My feeling for years has been that the Hershey Trust should buy back the company. They currently hold 30% or so of the shares. They could make it a priority for the next 5 years to just buy back most of the outstanding shares. Then go back to the initial mission of Milton Hershey: provide a quality product and support a community through pride in their production.

But if they had to form an alliance or merge with someone, I'd prefer Cadbury. They have similar alternate brands (Green & Black's) and a similar mythology (Cadbury was Quaker, Hershey was Mennonite - both communities were founded with paternalistic Utopian ideals).
Pierre Marcolini could help Nestle with the their new "high-end chocolate brands".

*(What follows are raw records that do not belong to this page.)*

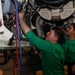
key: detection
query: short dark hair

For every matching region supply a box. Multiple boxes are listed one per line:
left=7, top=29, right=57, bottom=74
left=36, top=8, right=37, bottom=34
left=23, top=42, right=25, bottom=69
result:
left=52, top=27, right=65, bottom=43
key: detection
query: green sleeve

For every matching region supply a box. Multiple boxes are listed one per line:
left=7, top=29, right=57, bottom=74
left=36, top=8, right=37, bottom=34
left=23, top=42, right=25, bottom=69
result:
left=25, top=31, right=53, bottom=51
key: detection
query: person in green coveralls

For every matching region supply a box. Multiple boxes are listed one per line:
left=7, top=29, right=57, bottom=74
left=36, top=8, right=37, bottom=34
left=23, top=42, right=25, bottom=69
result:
left=62, top=23, right=75, bottom=75
left=19, top=10, right=65, bottom=75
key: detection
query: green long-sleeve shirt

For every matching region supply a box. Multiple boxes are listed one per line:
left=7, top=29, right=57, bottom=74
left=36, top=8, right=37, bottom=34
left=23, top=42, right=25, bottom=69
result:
left=62, top=37, right=75, bottom=63
left=25, top=31, right=64, bottom=75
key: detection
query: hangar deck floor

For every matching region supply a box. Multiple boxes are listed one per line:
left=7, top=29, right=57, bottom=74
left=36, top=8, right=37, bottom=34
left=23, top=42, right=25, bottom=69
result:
left=0, top=51, right=41, bottom=75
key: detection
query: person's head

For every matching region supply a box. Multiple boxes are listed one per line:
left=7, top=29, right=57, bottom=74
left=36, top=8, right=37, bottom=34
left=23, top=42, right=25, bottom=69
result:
left=45, top=27, right=65, bottom=43
left=65, top=23, right=75, bottom=36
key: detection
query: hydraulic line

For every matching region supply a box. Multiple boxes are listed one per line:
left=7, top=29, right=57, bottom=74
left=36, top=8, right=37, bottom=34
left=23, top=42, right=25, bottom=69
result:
left=14, top=0, right=23, bottom=75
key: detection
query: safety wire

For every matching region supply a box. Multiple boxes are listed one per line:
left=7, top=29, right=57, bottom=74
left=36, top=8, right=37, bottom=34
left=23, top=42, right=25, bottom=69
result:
left=14, top=0, right=23, bottom=75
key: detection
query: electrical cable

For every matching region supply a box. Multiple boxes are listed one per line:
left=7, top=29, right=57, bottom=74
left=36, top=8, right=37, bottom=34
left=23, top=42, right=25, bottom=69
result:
left=14, top=0, right=23, bottom=75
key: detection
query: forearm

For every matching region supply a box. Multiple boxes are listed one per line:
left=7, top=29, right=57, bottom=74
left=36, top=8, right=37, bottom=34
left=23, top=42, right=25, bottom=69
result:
left=19, top=18, right=31, bottom=34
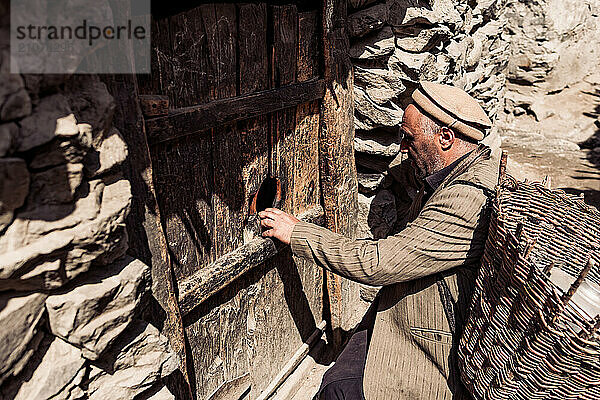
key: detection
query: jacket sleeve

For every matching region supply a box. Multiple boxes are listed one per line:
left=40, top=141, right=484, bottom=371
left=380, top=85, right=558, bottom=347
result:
left=291, top=184, right=489, bottom=286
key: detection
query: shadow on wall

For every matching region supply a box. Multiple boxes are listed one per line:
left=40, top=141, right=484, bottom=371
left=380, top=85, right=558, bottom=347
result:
left=563, top=89, right=600, bottom=209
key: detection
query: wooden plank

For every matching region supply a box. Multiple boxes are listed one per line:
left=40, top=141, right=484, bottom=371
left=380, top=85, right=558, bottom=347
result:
left=271, top=5, right=298, bottom=87
left=238, top=3, right=269, bottom=94
left=238, top=3, right=270, bottom=242
left=178, top=206, right=323, bottom=315
left=169, top=8, right=206, bottom=107
left=139, top=94, right=169, bottom=117
left=297, top=11, right=321, bottom=82
left=271, top=5, right=298, bottom=213
left=319, top=0, right=358, bottom=345
left=146, top=80, right=325, bottom=145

A partnership between Nestle and Pierre Marcolini was announced December last year:

". . . The partnership will allow Nestle to benefit from the know-how and artistic talent of one of the world's leading luxury chocolate makers . . ."

Link to press release!
This is the complete text of the press release:

Nestlé enters into strategic partnership with Belgian luxury chocolate maker Pierre Marcolini

Vevey, Switzerland, December 13, 2007

Nestlé today announced a strategic partnership with Brussels-based luxury chocolate maker Pierre Marcolini. The partnership will allow Nestlé to benefit from the know-how and artistic talent of one of the world's leading luxury chocolate makers, while Pierre Marcolini will gain access to Nestlé's global experience. Pierre Marcolini will provide inspiration for future Nestlé chocolate ranges, while Nestlé will help Pierre Marcolini expand his network of boutiques across the world. Pierre Marcolini will continue to lead his company as an independent and autonomous operation, and Nestlé will join its board. The parties have agreed not to reveal the financial details of the new partnership.

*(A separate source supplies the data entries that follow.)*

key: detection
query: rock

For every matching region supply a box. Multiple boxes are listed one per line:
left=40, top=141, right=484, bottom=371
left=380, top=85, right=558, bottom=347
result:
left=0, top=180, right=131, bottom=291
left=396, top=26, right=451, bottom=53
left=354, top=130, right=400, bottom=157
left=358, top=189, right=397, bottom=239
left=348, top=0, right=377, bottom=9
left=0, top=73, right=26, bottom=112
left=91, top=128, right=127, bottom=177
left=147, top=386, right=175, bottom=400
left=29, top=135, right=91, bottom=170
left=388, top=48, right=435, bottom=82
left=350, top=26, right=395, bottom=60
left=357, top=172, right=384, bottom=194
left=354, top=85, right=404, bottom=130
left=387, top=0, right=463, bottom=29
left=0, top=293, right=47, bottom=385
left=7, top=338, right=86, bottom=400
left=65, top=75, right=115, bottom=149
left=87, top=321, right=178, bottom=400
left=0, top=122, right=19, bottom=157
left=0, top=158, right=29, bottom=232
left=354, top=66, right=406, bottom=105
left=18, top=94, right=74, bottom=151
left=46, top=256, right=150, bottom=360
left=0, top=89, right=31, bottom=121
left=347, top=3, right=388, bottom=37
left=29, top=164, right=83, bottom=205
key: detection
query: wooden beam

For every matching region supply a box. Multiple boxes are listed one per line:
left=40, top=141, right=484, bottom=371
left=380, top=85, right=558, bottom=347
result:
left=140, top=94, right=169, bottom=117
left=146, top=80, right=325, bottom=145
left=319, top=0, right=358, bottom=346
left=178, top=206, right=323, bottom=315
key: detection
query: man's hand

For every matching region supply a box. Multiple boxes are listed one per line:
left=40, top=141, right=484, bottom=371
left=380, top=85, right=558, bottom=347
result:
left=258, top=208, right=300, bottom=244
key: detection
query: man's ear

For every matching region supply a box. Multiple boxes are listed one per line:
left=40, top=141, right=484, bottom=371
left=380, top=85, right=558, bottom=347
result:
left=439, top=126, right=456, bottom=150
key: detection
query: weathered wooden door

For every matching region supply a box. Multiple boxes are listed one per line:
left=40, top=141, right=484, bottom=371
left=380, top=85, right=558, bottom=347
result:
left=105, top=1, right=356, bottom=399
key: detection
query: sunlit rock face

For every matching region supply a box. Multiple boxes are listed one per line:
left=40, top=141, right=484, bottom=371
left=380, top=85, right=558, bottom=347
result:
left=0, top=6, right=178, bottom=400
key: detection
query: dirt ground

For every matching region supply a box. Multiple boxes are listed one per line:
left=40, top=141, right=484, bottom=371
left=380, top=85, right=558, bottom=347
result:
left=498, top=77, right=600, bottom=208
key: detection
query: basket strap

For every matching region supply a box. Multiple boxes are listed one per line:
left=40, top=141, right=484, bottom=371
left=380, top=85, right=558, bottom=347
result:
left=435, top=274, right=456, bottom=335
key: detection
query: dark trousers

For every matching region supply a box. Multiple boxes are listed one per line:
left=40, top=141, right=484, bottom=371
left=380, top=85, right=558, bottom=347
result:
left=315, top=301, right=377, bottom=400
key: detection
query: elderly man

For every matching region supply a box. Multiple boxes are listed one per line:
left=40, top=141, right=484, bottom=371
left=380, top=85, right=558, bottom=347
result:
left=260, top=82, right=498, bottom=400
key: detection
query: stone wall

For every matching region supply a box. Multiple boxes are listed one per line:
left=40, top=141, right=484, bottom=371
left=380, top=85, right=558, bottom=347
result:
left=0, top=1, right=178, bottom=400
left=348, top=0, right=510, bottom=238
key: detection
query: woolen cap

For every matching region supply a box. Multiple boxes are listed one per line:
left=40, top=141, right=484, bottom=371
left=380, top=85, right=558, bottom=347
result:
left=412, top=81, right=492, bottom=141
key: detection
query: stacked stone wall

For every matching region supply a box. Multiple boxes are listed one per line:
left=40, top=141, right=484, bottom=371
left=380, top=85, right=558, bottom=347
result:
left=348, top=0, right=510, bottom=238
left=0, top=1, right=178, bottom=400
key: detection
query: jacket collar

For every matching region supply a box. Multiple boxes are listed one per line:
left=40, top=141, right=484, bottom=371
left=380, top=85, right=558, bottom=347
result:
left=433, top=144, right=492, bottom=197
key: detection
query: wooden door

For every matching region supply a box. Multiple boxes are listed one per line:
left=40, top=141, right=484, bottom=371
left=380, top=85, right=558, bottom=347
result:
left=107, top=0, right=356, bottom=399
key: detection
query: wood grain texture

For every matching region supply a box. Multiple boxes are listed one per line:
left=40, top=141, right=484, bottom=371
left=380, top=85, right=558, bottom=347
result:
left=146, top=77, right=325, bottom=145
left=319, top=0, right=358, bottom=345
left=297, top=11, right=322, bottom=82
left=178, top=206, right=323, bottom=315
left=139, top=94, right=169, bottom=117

The move further underlines Nestlé's commitment to the premium and luxury chocolate market. Nestlé is strong in the premium chocolate segment with brands such as Perugina, Baci, Nestlé Noir and Cailler. Nestlé is also the world's largest buyer of fine cocoa beans with local operations in key countries such as Ecuador and Venezuela, which account for over half of the world's production of fine beans.

Venezuela and Ecuador may account for more than half the world's production of fine flavor cocoa beans but the press release does not state the Nestlé actually uses those beans in any of its chocolates. In fact, none of the products mentioned above, with the possible exception of one or two of the Cailler bars meets the definition for "Premium" chocolate that the US industry uses, which is chocolate that retails for more than $15/lb.

It will be interesting to see what the partnership ends up delivering. The average consumer doesn't know (and doesn't care) who Pierre Marcolini is. Still, they probably can't do a worse job than Hershey has done.
Never knew the world of chocolate could be so politically and financially predetermined. I understand the business aspect of the industry, but I don't understand if these manuvers will affect the ultimate processing of the chocolate. I'm just a chocolate lover, but in my opinion, the difference in taste and texture is vast.